Este movimento sem estrutura sindical alastrou-se via Whatsapp. Os trabalhadores descobriram que seu poder não está no voto, mas na capacidade de parar a produção. É chance para conhecer a realidade dos caminhoneiros. A greve revela que é o trabalho que produz e faz circular a riqueza. As pessoas descobriram que as mercadorias não chegam sozinhas ao mercado. Por trás da mercadoria há muito trabalho realizado em condições precárias. Os caminhoneiros estão nas estradas dirigindo durante 12 horas ou mais, passam dias longe de casa dormindo na boleia, nos postos e em pátios. A maioria não têm direitos trabalhistas, arca com o combustível, a manutenção do veículo e o pagamento dos pedágios. A jornada de trabalho, a baixa remuneração, a falta de proteção social e o alto índice de acidentes não estão na pauta das reivindicações dos caminhoneiros. Sua ação pleiteando direitos trabalhistas está com tramitação suspensa no STF desde dezembro de 2017. Você realmente está preocupado com os caminhoneiros?

O “país mais católico do mundo” é um país caótico. Por onde anda a grande massa de cristãos que faz do Brasil um dos países mais religiosos do mundo? Igrejas tomadas por conservadorismos, devocionismos, infestada por um clericalismo alienado. Não cabe neutralidade ou afastamento. É a humanidade que precisa ser defendida. Neoliberalismo e humanidade são antagônicos. A sobrevivência de um ameaça a continuidade de outro. Neoliberalismo é uma arma de destruição das massas. As previsões de Karl Marx sobre a tendência do capitalismo de aprofundar a desigualdade e acirrar a luta de classes, destruir o gênero humano e a natureza deve ser levado a sério. Para a Doutrina Social da Igreja “nenhum ganho é legítimo quando diminui a promoção integral da pessoa humana, a destinação universal dos bens e a opção preferencial pelos pobres” (Oeconomicae et pecuniariae quaestiones).

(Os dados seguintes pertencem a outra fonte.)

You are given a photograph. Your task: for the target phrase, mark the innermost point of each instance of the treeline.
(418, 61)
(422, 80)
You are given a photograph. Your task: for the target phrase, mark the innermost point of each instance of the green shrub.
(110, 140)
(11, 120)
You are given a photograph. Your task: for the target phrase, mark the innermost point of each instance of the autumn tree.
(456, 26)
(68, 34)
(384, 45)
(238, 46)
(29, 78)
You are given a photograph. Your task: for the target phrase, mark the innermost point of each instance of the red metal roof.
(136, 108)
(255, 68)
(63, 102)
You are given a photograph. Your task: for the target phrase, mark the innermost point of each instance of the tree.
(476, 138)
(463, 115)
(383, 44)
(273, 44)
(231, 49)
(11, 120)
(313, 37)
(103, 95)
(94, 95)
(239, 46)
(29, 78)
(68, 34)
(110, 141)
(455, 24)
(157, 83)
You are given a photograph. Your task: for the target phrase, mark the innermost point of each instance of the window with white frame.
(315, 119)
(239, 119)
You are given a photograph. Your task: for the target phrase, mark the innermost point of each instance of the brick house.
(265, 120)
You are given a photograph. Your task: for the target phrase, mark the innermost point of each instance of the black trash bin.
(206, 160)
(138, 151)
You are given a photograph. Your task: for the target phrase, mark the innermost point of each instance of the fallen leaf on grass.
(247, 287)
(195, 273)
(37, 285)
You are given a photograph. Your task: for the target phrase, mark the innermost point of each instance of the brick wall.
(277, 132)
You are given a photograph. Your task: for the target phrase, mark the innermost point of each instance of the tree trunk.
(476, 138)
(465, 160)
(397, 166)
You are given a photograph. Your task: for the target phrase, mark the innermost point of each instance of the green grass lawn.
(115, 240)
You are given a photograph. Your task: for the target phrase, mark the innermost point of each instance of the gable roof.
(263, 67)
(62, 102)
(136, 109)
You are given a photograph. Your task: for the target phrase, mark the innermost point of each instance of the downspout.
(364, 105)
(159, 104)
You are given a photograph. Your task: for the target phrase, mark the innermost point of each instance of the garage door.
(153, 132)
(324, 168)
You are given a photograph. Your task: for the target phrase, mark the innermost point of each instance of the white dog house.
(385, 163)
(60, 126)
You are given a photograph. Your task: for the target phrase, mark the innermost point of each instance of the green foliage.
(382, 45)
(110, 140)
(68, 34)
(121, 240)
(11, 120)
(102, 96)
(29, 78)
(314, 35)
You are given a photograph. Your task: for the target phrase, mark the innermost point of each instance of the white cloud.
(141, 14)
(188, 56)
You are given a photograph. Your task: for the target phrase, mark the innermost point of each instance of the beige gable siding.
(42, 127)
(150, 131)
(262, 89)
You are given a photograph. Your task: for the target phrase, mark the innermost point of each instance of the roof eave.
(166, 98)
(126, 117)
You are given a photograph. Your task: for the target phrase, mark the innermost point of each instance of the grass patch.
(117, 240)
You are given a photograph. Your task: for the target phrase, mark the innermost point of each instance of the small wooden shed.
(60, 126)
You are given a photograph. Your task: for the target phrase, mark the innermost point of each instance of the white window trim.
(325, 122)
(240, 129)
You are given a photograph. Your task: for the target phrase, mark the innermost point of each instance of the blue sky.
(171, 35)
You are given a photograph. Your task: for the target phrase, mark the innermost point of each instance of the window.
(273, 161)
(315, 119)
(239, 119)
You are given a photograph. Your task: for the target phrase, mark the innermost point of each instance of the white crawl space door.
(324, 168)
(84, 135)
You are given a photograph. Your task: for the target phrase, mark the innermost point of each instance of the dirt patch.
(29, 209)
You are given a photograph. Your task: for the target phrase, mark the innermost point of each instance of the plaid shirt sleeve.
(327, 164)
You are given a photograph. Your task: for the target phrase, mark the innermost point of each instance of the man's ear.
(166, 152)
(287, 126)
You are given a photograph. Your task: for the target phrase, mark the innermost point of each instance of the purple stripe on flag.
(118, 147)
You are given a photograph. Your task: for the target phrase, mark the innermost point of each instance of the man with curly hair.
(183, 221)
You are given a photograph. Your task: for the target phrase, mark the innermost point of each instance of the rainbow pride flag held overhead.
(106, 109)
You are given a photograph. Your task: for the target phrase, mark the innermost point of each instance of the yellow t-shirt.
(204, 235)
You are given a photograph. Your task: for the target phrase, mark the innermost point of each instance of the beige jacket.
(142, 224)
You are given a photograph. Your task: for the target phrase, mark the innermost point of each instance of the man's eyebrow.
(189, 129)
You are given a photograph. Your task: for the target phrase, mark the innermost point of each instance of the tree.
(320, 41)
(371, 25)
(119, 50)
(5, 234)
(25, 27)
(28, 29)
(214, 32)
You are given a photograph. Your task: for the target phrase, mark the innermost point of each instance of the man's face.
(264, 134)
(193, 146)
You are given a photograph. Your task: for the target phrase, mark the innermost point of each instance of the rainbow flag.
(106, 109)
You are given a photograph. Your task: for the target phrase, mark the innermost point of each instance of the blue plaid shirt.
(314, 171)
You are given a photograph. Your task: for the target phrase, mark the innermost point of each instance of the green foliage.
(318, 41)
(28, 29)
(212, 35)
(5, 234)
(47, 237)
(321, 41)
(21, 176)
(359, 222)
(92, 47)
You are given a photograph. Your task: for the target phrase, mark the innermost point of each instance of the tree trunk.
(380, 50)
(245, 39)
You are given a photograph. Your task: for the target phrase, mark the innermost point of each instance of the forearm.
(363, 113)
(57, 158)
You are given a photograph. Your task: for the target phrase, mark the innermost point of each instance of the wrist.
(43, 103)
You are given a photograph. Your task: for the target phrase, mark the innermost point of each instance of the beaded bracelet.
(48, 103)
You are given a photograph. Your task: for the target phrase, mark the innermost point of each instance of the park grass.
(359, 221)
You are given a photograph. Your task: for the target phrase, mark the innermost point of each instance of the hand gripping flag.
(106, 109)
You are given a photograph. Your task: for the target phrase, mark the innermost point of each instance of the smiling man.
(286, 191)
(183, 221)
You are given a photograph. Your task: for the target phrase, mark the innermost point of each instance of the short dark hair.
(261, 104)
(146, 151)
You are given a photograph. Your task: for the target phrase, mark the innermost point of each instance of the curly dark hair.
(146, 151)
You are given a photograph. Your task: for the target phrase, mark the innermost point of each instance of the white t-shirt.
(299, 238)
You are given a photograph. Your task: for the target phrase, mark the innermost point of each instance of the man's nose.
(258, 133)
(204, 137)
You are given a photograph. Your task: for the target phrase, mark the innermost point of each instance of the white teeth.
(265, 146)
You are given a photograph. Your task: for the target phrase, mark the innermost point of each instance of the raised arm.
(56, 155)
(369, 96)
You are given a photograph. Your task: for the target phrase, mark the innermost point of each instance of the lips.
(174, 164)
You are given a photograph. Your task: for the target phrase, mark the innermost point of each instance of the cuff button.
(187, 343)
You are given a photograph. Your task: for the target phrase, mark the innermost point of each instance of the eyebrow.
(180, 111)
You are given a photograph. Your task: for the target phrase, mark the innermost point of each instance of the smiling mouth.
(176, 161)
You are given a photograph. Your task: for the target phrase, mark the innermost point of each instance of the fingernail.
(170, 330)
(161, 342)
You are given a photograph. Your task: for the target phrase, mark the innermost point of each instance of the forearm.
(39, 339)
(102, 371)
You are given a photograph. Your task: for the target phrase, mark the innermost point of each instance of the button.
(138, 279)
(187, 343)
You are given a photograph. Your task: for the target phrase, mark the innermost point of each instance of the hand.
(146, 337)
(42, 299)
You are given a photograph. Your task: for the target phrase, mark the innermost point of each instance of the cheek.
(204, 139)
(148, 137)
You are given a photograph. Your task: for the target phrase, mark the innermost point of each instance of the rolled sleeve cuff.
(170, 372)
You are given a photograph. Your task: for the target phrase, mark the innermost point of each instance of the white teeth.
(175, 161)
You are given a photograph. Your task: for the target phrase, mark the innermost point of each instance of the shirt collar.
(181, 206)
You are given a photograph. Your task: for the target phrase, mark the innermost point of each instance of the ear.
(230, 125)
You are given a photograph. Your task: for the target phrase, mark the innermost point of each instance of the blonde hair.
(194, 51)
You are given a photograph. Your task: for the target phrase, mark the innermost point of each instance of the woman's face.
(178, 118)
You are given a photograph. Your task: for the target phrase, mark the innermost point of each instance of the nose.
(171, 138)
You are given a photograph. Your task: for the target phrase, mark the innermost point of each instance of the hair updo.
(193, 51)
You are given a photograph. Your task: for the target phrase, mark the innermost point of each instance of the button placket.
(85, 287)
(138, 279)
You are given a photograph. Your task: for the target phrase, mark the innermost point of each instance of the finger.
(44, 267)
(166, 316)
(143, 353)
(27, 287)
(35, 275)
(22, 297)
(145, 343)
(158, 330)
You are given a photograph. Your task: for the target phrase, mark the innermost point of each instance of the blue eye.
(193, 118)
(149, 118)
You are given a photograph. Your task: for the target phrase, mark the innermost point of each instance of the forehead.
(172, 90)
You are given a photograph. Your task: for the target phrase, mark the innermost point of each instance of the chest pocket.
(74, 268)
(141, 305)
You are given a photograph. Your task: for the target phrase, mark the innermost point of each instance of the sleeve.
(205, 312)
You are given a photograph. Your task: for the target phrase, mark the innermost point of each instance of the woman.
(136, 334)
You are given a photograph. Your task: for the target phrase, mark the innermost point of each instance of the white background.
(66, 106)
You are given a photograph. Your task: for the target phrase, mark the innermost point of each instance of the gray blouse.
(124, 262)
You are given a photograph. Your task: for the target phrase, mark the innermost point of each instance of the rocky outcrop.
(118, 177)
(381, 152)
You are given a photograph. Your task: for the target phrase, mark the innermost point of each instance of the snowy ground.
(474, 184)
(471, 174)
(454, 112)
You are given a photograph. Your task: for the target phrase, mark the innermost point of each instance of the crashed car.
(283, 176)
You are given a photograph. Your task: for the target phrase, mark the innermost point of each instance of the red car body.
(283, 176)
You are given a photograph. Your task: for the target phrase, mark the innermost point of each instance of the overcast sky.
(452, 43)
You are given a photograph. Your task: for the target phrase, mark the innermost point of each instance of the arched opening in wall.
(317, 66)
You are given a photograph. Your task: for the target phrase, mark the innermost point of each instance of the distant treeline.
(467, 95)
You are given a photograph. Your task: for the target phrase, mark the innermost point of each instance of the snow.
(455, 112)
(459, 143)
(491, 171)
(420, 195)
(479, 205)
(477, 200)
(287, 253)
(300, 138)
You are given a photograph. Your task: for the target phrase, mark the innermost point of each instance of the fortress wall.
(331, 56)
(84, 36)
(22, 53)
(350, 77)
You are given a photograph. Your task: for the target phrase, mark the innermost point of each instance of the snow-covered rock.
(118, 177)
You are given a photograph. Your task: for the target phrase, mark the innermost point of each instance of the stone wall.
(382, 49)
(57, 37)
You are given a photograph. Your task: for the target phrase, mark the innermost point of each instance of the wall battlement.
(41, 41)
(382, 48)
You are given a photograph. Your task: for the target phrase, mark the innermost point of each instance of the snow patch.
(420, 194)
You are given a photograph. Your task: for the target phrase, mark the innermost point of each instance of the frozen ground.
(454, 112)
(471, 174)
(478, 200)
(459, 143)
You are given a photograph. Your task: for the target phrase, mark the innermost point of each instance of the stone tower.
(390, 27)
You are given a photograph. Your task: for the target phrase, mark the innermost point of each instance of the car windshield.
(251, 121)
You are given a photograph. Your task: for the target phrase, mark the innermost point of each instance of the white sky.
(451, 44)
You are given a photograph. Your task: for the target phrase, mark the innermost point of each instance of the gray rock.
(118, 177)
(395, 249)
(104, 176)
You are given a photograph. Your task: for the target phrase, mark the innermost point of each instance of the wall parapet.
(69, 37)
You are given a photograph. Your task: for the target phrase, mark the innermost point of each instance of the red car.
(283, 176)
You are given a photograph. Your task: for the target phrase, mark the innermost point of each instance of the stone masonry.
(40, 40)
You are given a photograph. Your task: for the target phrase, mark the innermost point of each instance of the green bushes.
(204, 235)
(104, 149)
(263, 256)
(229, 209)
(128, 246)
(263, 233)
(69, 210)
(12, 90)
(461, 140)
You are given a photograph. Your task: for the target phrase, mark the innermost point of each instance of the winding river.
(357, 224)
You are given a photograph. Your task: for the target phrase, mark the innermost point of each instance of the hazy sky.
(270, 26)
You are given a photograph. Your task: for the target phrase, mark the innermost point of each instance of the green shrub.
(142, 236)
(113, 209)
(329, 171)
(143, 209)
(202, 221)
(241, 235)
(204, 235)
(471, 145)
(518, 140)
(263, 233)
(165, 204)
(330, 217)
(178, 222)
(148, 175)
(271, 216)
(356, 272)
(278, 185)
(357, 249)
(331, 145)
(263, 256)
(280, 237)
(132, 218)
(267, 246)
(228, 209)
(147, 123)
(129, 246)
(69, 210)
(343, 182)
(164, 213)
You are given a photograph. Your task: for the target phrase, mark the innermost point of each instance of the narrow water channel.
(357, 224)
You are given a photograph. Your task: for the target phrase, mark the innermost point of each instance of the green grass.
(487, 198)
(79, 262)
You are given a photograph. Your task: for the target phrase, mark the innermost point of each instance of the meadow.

Como transformar o caos em uma nação? Como derrotar aqueles que ganham muito paralisando a população? Um país minimamente civilizado exige reverter esta barbárie, reorientar a economia para que ela esteja a serviço do bem comum da população que produz de fato a riqueza deste país. Isso implica a restauração da democracia, um Estado que desbloqueie o país e represente os interesses da sociedade.
*Élio Gasda é doutor em Teologia, professor e pesquisador na FAJE. Autor de: Trabalho e capitalismo global: atualidade da Doutrina social da Igreja (Paulinas, 2001); Cristianismo e economia (Paulinas, 2016).